本書の冒頭を飾るのは、今をときめくメンタリストDaiGo氏の実践からである。
そして、研究者と実践者の双方が、各自の体験を交えながら執筆をしているところに、
本書の特徴があるように思う。
研究者と現場の方々の双方が、まさしく臨床の智慧として特集しているところが、とても注目されるのである。
本書に収載された文章は、マインドフルネスが一過性の流行に終わらないよう注意を促すものや、
マインドフルネスを認知行動療法の面から明らかにするものなど、いずれも有益なものばかりである。
とくにマインドフルネスが「注意の分割」を起こすものであることを
脳科学の世界から明らかにしているところは興味深い。
それがもたらす心の変化は、現代の社会にとってとても大切なものであることは間違いなく、
私たちの悩み苦しみを超える道であろう。
別の言葉で言えば、仏教の瞑想が科学のメスを受け入れ、
マインドフルネスとなって新たな段階を迎えているということなのだろう。
しかし、プラスの側面だけではない。
一方で、それが人によってマイナスの反応をもたらすこともあることに注意を促している。

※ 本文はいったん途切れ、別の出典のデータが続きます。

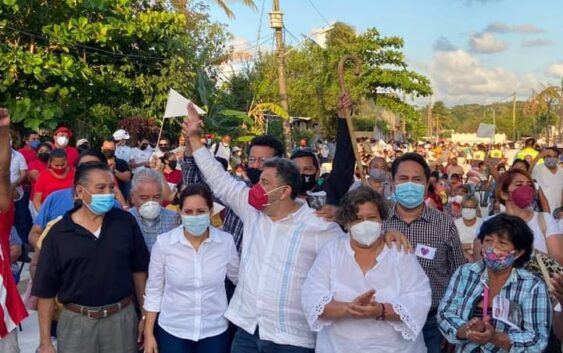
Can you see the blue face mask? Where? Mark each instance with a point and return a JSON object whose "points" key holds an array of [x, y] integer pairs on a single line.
{"points": [[101, 203], [409, 195], [196, 225]]}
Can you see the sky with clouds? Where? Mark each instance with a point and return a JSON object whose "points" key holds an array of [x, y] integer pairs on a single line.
{"points": [[474, 51]]}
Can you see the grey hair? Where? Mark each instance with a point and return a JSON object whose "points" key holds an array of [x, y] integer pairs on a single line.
{"points": [[470, 198], [348, 210], [147, 175]]}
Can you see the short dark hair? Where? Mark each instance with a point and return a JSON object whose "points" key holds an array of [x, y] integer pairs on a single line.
{"points": [[287, 173], [305, 152], [83, 171], [268, 141], [57, 153], [197, 189], [94, 153], [525, 162], [348, 210], [513, 229], [410, 156]]}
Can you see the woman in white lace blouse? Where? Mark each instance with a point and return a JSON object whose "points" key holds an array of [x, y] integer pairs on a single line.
{"points": [[360, 295]]}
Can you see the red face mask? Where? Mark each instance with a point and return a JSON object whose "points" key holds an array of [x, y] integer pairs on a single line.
{"points": [[523, 196], [59, 171]]}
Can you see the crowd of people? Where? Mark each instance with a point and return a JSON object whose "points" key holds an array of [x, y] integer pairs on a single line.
{"points": [[194, 245]]}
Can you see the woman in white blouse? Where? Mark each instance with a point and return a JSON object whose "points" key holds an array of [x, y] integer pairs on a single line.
{"points": [[361, 296], [186, 284]]}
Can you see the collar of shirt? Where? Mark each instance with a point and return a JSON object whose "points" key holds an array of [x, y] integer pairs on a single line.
{"points": [[178, 237], [425, 215]]}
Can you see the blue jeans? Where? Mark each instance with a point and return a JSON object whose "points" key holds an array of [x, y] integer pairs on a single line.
{"points": [[432, 336], [247, 343], [168, 343]]}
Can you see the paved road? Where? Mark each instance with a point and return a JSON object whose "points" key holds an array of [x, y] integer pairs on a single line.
{"points": [[29, 337]]}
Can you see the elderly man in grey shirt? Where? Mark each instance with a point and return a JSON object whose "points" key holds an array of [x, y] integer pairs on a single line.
{"points": [[147, 196]]}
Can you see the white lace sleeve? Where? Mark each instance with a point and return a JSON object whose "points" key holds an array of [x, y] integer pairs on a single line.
{"points": [[413, 303], [316, 292]]}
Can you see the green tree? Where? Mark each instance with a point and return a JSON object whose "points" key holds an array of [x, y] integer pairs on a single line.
{"points": [[312, 79], [92, 62]]}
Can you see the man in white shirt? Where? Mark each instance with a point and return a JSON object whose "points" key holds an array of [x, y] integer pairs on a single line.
{"points": [[18, 171], [549, 176], [140, 156], [282, 237], [122, 151], [222, 148]]}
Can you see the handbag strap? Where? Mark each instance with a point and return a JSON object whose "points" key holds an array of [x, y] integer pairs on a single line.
{"points": [[545, 273]]}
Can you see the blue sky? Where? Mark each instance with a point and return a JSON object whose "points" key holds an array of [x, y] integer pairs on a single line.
{"points": [[472, 50]]}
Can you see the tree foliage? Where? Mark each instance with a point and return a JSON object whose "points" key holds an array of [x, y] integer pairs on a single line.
{"points": [[92, 62], [312, 81]]}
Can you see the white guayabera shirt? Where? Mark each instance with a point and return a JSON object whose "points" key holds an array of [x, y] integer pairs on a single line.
{"points": [[397, 278], [276, 257]]}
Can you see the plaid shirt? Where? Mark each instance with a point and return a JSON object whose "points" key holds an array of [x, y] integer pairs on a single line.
{"points": [[232, 223], [436, 230], [522, 288], [165, 222]]}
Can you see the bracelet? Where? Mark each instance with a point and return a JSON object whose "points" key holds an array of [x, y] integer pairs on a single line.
{"points": [[382, 316]]}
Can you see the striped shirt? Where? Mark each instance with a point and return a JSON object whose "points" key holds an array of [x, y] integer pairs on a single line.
{"points": [[525, 291], [276, 257], [434, 230]]}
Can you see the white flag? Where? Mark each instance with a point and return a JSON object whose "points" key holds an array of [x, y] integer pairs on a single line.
{"points": [[486, 131], [177, 105]]}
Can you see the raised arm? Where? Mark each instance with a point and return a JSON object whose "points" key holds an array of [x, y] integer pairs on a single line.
{"points": [[342, 174], [5, 154], [233, 192]]}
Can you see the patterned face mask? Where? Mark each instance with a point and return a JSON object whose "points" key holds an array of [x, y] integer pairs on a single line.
{"points": [[497, 260]]}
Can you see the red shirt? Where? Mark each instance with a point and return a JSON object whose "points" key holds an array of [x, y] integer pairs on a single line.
{"points": [[12, 310], [38, 166], [29, 154], [47, 183], [174, 177]]}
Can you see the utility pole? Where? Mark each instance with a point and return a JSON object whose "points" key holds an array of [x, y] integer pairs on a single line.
{"points": [[429, 121], [276, 23], [514, 116]]}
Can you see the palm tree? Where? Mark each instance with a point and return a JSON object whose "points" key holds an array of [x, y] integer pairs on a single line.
{"points": [[182, 6]]}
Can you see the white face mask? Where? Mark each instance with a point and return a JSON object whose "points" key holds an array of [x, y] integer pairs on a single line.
{"points": [[150, 210], [366, 232], [62, 141], [468, 213]]}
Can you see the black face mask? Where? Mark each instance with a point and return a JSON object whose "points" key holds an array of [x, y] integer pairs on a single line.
{"points": [[43, 156], [109, 153], [253, 175], [308, 182]]}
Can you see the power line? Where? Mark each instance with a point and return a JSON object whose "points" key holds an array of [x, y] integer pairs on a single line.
{"points": [[318, 12], [82, 46]]}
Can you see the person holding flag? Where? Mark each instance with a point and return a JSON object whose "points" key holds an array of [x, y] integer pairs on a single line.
{"points": [[12, 309]]}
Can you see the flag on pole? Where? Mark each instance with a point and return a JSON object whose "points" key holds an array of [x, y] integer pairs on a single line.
{"points": [[486, 131], [177, 105]]}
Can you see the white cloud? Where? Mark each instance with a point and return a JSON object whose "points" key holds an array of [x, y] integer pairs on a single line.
{"points": [[459, 77], [500, 27], [443, 44], [536, 42], [556, 70], [486, 43]]}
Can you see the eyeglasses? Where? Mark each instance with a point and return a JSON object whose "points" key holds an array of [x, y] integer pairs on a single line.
{"points": [[261, 160]]}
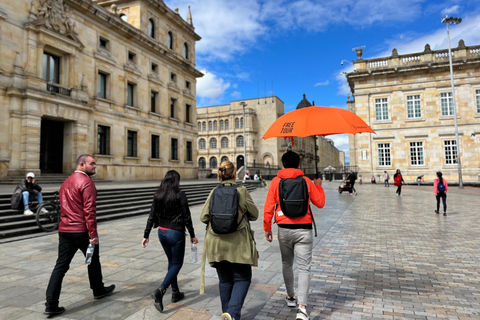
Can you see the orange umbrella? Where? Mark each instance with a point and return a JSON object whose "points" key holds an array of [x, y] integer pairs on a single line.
{"points": [[316, 121]]}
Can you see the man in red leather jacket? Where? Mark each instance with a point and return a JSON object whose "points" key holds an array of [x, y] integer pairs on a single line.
{"points": [[78, 228]]}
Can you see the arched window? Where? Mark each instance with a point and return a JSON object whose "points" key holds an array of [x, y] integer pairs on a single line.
{"points": [[185, 50], [202, 163], [202, 144], [239, 141], [151, 28], [224, 142], [213, 143], [170, 40], [213, 163]]}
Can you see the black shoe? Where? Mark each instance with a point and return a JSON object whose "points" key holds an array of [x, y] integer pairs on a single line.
{"points": [[177, 296], [53, 311], [157, 295], [107, 291]]}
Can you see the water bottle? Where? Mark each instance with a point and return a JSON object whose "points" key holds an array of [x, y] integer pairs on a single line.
{"points": [[194, 253], [88, 256]]}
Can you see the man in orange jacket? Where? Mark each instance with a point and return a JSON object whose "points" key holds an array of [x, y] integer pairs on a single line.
{"points": [[295, 234]]}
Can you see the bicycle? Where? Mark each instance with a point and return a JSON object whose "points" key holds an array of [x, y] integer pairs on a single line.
{"points": [[48, 214]]}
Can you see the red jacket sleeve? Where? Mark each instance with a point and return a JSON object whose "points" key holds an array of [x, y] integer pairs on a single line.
{"points": [[89, 195]]}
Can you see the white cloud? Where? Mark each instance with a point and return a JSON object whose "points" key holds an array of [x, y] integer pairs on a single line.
{"points": [[324, 83], [451, 10], [210, 88]]}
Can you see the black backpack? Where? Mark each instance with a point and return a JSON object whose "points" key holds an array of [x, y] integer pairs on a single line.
{"points": [[224, 209], [293, 194]]}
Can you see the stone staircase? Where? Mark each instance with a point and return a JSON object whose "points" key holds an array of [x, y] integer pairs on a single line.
{"points": [[111, 204]]}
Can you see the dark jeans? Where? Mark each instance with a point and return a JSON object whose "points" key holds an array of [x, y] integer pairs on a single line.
{"points": [[442, 195], [173, 243], [234, 281], [68, 245]]}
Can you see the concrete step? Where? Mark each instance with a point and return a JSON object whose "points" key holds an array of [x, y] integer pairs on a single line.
{"points": [[111, 204]]}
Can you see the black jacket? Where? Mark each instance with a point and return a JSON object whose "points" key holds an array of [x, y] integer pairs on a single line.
{"points": [[27, 186], [179, 217]]}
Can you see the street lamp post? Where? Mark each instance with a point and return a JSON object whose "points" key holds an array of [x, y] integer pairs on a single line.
{"points": [[447, 20], [243, 104]]}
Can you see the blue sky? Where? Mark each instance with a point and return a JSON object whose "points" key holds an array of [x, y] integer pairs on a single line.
{"points": [[296, 46]]}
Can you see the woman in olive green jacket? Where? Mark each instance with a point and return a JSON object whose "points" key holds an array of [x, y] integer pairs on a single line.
{"points": [[232, 254]]}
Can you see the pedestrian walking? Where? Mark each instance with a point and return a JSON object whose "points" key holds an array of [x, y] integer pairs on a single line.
{"points": [[295, 231], [229, 242], [440, 188], [77, 229], [398, 181], [170, 213], [351, 178]]}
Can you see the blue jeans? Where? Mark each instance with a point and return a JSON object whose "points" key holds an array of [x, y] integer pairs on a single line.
{"points": [[234, 281], [27, 196], [173, 243]]}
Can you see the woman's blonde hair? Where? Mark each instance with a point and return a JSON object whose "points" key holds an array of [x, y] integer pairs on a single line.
{"points": [[226, 171]]}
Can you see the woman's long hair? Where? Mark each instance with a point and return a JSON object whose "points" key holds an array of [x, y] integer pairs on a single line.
{"points": [[439, 175], [226, 171], [166, 195]]}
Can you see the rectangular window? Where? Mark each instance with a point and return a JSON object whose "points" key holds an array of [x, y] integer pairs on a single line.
{"points": [[131, 143], [189, 155], [103, 140], [381, 109], [478, 100], [413, 107], [102, 85], [103, 44], [132, 57], [130, 93], [172, 107], [384, 159], [450, 152], [416, 154], [188, 109], [51, 68], [155, 146], [174, 149], [153, 101], [447, 104]]}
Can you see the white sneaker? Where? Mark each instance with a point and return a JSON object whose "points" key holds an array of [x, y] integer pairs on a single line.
{"points": [[302, 314], [291, 301]]}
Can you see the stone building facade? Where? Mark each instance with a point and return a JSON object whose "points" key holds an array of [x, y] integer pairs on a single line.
{"points": [[220, 137], [407, 100], [115, 79]]}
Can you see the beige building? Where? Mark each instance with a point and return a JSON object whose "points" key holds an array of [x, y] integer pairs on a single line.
{"points": [[115, 79], [221, 137], [407, 100]]}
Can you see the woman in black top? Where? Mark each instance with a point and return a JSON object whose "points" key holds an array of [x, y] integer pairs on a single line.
{"points": [[171, 214]]}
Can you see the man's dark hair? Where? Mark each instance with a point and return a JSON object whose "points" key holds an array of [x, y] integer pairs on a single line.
{"points": [[83, 158], [290, 159]]}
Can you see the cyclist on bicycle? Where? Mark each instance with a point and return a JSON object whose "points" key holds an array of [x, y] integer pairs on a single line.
{"points": [[31, 191]]}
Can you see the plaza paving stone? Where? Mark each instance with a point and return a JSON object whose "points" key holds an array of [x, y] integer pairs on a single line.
{"points": [[377, 256]]}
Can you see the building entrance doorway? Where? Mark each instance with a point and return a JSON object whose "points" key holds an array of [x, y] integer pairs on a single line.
{"points": [[240, 162], [51, 146]]}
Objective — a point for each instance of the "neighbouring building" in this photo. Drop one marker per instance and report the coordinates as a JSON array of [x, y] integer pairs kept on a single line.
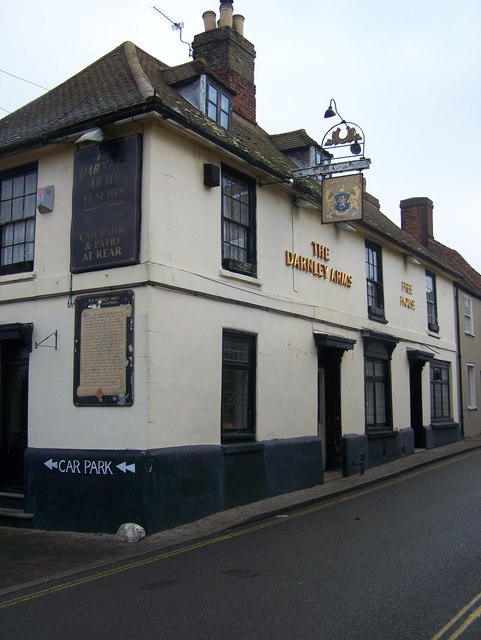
[[417, 220], [179, 333]]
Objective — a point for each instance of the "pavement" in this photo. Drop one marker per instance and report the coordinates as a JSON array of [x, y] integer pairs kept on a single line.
[[30, 558]]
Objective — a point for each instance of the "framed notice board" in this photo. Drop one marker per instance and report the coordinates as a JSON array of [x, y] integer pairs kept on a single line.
[[105, 230], [104, 350]]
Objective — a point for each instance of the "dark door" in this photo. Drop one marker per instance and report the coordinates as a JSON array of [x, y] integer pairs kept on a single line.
[[329, 406], [416, 401], [13, 411]]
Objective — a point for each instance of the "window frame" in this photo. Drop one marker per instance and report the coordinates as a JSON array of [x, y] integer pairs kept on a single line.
[[377, 395], [15, 223], [431, 302], [374, 282], [440, 391], [246, 409], [468, 317], [246, 229], [223, 116]]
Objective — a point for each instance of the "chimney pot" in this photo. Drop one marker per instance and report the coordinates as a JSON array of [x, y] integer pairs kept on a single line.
[[209, 18], [238, 23], [226, 11]]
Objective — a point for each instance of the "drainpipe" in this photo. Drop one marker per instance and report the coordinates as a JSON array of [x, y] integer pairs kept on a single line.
[[460, 372]]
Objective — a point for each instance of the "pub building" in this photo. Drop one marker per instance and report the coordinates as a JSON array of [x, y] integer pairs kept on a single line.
[[184, 326]]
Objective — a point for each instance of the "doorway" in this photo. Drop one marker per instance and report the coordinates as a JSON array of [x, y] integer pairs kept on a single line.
[[417, 360], [330, 351], [14, 360]]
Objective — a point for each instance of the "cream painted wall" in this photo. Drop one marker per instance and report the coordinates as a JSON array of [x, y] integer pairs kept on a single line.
[[179, 321]]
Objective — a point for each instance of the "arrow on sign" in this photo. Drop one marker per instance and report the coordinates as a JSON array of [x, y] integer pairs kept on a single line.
[[124, 467]]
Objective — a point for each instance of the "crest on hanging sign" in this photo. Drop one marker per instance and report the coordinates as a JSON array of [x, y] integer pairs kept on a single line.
[[342, 198]]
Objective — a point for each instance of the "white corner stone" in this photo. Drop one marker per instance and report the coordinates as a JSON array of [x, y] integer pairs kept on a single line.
[[130, 532]]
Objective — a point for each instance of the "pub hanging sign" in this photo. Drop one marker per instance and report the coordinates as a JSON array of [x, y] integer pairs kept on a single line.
[[105, 228], [342, 198]]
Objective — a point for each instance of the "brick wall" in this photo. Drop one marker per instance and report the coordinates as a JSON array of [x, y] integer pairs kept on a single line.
[[231, 58], [417, 218]]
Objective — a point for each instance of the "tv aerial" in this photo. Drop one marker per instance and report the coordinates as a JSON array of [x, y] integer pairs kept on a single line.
[[176, 26]]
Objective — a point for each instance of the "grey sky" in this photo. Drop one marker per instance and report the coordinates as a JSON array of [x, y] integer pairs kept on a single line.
[[406, 71]]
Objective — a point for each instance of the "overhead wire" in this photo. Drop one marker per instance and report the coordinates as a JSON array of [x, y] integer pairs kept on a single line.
[[12, 75]]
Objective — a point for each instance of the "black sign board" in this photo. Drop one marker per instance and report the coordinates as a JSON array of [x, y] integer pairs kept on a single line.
[[106, 205], [104, 350]]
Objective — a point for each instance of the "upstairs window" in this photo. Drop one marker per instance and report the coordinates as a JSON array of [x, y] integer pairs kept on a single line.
[[432, 308], [18, 201], [238, 223], [468, 315], [375, 295], [218, 106], [440, 391]]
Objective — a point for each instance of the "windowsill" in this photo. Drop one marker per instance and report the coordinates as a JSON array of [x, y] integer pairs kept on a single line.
[[241, 447], [444, 424], [240, 276], [382, 434], [18, 277], [380, 319]]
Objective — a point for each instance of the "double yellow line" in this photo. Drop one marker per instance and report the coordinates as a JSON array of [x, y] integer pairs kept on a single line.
[[473, 608], [465, 618]]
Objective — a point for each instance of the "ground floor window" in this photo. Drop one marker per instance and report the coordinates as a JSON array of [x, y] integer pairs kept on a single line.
[[440, 391], [376, 390], [378, 350], [238, 386]]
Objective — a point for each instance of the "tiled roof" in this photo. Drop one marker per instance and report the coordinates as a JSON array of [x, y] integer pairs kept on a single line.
[[292, 140], [470, 279], [381, 225], [128, 81]]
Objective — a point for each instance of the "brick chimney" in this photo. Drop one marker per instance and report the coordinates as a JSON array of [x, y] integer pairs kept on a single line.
[[230, 57], [417, 219]]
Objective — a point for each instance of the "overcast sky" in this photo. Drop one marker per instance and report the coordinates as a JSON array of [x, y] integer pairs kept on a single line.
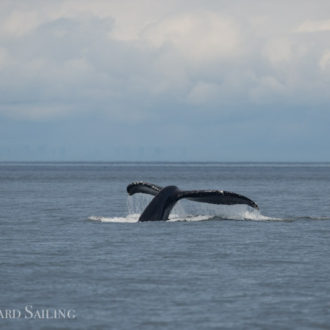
[[165, 80]]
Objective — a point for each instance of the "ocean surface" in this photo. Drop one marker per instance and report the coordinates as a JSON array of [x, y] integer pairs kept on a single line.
[[73, 256]]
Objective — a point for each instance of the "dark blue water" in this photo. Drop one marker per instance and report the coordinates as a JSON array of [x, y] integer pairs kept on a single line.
[[67, 242]]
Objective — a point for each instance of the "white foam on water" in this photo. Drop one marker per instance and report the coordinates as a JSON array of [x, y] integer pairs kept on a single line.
[[241, 216], [189, 212], [131, 218]]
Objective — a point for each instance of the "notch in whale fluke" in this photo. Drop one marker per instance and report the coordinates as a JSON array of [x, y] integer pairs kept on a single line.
[[165, 199]]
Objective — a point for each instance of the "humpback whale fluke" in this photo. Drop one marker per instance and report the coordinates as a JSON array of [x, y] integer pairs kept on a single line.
[[165, 199]]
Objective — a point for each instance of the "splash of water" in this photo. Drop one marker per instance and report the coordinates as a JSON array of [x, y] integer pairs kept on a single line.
[[188, 211]]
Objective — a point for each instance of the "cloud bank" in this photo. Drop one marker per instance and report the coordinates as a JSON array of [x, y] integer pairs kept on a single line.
[[177, 65]]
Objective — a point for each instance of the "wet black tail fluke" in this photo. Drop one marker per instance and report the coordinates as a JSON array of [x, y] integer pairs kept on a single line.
[[165, 199]]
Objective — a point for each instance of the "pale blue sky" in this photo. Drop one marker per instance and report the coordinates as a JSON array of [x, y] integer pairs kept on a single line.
[[165, 80]]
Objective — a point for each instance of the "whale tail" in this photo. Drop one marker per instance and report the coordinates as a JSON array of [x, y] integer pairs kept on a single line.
[[165, 199]]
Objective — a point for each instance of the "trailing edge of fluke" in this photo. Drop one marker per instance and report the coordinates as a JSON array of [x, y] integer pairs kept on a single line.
[[165, 199]]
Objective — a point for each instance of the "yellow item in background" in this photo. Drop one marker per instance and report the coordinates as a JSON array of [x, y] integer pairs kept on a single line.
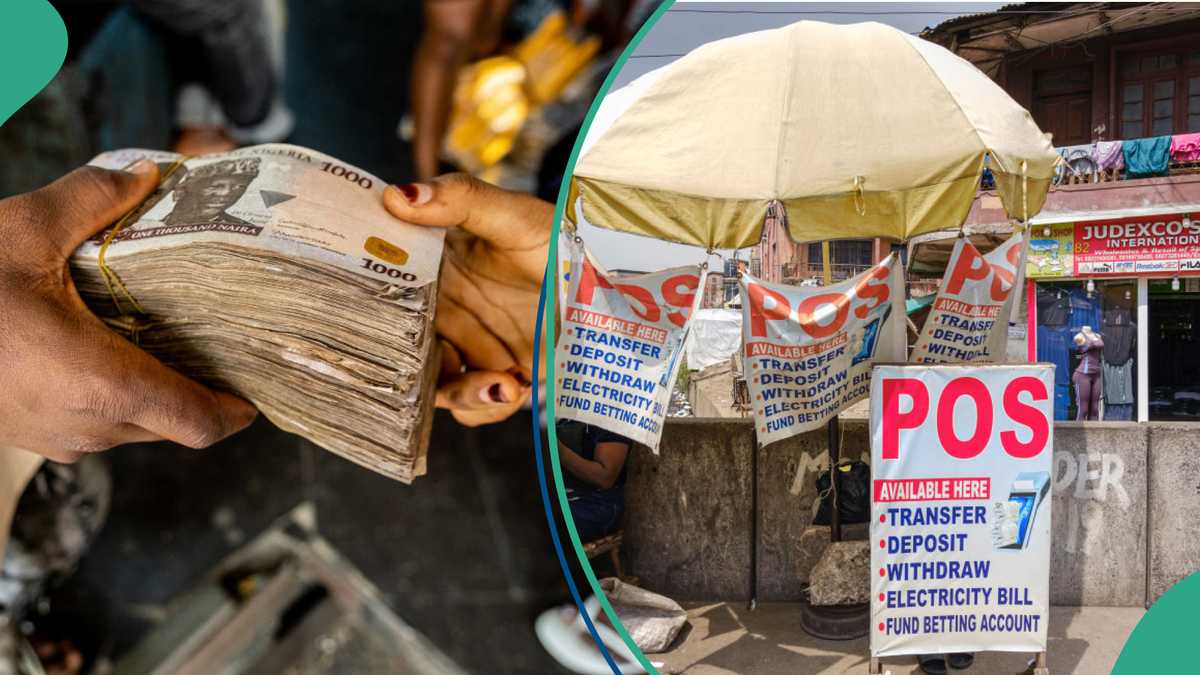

いずれにしろ、本特集号は、現時点における、マインドフルネスに対する最新の視点が満載されている。
本書のなかでマインドフルネス(mindfulness)とアウェアネス(awareness)という言葉が登場する箇所があったが、
この二つが具体的にどのような内容を示しているのか、気になった。
あえて説明をしていないのかも知れないが、この二つのことばは、
仏教の視点から見ると、とても大事な点を説いているように思う。
それは、私たちの心が持つ、言葉の機能とのかかわりを考えさせるものだからである。
今、仏教の伝えた瞑想法が現在の社会の中に、新たな形で根を下ろしつつあるのだと思う。
それは、本書のなかの記述を借りれば、まさしく「仏教科学と近代科学」の協働の幕開けなのだろう。
このようなことを考えつつ、本書が、さらなる展開を生み出す契機になってくれることを念願し、巻頭のことばとしたい。